Obstructed Defaecation Syndrome (ODS)

What is ODS?
Obstructed defaecation syndrome is a common condition in which a person is unable to evacuate their bowels properly.

What causes ODS?
Generally ODS is caused by the structural abnormalities associated with a weak pelvic floor or prolapse disease (intussusception or internal rectal prolapse, rectocoele). Less commonly (about 5-10%), a tight pelvic floor is the cause.
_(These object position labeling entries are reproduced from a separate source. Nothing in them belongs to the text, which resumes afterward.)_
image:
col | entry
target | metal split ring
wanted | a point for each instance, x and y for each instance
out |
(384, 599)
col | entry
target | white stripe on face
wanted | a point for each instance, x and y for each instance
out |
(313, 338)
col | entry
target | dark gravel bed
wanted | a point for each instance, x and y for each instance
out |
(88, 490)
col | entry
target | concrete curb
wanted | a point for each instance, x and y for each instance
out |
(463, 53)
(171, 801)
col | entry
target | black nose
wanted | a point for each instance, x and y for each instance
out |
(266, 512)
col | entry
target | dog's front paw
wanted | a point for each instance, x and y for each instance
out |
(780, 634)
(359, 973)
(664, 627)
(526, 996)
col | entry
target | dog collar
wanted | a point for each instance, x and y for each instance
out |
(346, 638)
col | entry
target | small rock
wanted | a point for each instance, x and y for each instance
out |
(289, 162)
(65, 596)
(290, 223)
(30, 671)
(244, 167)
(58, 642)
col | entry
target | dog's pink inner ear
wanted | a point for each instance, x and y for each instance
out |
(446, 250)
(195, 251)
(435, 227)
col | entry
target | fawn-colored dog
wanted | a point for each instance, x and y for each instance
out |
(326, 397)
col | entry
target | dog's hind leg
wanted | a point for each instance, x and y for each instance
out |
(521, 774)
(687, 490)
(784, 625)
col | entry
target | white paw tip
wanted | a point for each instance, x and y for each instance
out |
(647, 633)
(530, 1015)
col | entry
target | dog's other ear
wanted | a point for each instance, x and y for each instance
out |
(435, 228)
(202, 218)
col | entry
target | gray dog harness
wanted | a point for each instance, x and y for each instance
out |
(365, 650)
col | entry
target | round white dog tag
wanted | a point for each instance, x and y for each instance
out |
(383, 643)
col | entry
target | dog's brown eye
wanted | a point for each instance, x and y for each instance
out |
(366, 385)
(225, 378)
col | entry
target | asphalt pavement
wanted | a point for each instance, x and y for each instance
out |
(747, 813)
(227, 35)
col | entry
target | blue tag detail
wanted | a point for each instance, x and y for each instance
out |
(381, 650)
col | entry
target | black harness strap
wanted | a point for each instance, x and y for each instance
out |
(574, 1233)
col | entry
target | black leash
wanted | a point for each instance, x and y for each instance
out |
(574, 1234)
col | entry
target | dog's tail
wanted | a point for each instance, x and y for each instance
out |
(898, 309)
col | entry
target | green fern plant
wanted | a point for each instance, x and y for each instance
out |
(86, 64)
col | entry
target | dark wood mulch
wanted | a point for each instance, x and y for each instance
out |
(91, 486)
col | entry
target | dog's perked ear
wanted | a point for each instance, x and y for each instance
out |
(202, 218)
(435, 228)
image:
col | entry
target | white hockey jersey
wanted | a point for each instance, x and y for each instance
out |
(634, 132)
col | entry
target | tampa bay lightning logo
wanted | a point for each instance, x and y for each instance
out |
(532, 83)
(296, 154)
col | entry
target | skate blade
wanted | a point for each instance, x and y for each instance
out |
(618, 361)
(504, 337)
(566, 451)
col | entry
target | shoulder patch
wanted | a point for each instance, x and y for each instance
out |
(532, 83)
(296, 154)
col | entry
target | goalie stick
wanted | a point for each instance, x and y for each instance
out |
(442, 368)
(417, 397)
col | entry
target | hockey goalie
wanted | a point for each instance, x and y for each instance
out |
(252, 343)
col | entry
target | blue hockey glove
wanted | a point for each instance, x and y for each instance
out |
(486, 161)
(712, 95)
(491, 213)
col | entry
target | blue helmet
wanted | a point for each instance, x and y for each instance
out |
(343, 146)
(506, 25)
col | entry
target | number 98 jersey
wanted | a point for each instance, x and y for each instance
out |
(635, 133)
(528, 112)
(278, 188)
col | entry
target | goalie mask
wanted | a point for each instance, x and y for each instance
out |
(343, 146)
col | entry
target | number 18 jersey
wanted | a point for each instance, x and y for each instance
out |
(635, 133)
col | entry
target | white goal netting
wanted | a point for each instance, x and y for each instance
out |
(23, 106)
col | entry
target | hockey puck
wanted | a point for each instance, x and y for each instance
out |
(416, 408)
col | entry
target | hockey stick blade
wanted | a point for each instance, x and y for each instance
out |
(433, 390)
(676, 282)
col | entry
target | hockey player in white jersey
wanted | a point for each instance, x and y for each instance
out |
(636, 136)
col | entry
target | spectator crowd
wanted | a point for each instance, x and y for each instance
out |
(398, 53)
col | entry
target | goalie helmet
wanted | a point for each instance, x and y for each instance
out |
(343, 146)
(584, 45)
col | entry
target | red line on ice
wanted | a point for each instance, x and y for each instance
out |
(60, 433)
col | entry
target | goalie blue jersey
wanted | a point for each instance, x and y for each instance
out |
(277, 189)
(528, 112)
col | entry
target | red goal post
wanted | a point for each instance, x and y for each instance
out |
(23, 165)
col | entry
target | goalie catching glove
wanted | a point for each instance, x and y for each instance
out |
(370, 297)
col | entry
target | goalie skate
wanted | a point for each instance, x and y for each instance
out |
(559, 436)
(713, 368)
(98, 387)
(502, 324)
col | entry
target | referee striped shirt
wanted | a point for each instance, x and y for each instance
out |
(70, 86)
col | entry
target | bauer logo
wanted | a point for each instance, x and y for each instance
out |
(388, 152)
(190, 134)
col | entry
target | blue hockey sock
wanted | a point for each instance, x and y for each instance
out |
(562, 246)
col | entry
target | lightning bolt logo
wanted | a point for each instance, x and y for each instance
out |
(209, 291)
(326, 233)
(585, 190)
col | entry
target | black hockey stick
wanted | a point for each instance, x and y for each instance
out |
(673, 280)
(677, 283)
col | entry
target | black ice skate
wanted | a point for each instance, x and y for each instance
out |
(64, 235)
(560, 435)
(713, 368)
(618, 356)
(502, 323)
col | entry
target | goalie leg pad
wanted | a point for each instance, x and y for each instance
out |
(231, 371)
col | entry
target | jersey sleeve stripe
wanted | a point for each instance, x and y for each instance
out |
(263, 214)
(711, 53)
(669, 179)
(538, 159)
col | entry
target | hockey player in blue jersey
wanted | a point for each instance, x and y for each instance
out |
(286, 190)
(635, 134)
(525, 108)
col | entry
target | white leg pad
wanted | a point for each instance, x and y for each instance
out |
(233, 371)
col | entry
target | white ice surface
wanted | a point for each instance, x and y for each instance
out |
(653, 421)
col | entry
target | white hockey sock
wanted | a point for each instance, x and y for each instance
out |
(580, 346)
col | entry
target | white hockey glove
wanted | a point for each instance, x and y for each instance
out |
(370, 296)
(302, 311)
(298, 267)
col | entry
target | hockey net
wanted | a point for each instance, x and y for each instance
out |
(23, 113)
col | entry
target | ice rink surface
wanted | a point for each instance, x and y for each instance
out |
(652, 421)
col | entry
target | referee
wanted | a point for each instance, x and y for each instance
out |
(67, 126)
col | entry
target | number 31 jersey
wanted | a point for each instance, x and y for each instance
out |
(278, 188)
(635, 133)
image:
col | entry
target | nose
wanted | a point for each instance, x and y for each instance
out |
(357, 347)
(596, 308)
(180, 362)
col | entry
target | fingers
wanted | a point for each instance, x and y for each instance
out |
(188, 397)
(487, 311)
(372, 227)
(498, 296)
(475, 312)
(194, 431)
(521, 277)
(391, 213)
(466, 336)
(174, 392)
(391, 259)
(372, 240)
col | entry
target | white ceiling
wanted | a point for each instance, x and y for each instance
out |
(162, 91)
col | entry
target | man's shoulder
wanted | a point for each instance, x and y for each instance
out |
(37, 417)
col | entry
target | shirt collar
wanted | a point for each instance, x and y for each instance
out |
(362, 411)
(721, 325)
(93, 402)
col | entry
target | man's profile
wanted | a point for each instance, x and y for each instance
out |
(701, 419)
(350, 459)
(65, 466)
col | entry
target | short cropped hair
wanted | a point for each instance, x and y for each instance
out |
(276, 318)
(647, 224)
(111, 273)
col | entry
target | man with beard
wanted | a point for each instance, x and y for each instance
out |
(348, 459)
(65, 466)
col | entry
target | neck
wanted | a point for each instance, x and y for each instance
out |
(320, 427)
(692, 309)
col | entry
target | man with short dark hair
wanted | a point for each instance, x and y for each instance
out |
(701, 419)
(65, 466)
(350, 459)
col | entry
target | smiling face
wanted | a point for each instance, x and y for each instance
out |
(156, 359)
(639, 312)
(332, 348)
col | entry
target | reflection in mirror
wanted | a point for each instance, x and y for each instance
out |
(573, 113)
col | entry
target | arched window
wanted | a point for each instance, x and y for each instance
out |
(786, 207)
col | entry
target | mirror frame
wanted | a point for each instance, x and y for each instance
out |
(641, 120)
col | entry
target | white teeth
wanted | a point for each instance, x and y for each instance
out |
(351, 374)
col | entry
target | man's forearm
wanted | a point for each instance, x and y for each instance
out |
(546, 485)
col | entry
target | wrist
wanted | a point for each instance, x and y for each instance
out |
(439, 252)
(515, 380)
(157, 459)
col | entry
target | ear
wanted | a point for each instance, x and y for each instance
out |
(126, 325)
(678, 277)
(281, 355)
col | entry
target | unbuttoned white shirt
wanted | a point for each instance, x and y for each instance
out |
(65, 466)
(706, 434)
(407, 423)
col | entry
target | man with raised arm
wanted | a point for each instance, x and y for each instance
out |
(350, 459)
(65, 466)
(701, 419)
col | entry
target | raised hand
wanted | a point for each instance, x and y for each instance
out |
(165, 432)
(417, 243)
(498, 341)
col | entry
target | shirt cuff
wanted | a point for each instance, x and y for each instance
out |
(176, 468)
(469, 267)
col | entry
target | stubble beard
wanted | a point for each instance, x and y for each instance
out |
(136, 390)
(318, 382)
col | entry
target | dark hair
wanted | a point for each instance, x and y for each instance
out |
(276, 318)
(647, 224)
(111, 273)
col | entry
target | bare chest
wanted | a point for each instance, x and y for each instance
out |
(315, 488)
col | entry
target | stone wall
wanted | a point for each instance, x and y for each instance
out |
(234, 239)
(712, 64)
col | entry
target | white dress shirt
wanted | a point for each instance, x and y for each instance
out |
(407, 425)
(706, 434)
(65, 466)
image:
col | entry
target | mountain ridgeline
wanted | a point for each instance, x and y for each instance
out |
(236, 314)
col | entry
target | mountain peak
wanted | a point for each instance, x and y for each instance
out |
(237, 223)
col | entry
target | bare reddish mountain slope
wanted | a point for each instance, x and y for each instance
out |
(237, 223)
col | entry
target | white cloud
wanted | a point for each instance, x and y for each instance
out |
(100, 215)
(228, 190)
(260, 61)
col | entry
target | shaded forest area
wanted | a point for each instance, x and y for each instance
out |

What symptoms do patients get?
This syndrome is characterised by difficulty passing motions, multiple (often unsuccessful) visits to the toilet, a sensation of a blockage and incomplete emptying. Patients with ODS often use their finger to help them to empty, pushing on the perineum (the skin in front of the anal canal), on the back wall of the vagina or in the anal canal itself. Patients often have some symptoms of faecal incontinence.

Which test will I need?
After an examination in clinic, we may recommend a flexible sigmoidoscopy or colonoscopy to rule out rare causes for ODS. Anorectal physiology and endoanal ultrasound will help distinguish a weak from a tight pelvic floor. A proctogram looks at the co-ordination of the pelvic structures during defaecation. A transit study will check to see if the colon is sluggish and failing to propel its contents to the rectum for defaecation.

Which treatments might be offered?
Often patients can be helped with changes in diet or stool softeners. Pelvic floor retraining retrains the muscle of the pelvic floor and co-ordinates the muscles better. For those failing to improve with these measures and evidence of a structural cause for ODS such as an intussusception or rectocoele, surgery such as laparoscopic ventral rectopexy, STARR or rectocoele repair may be indicated.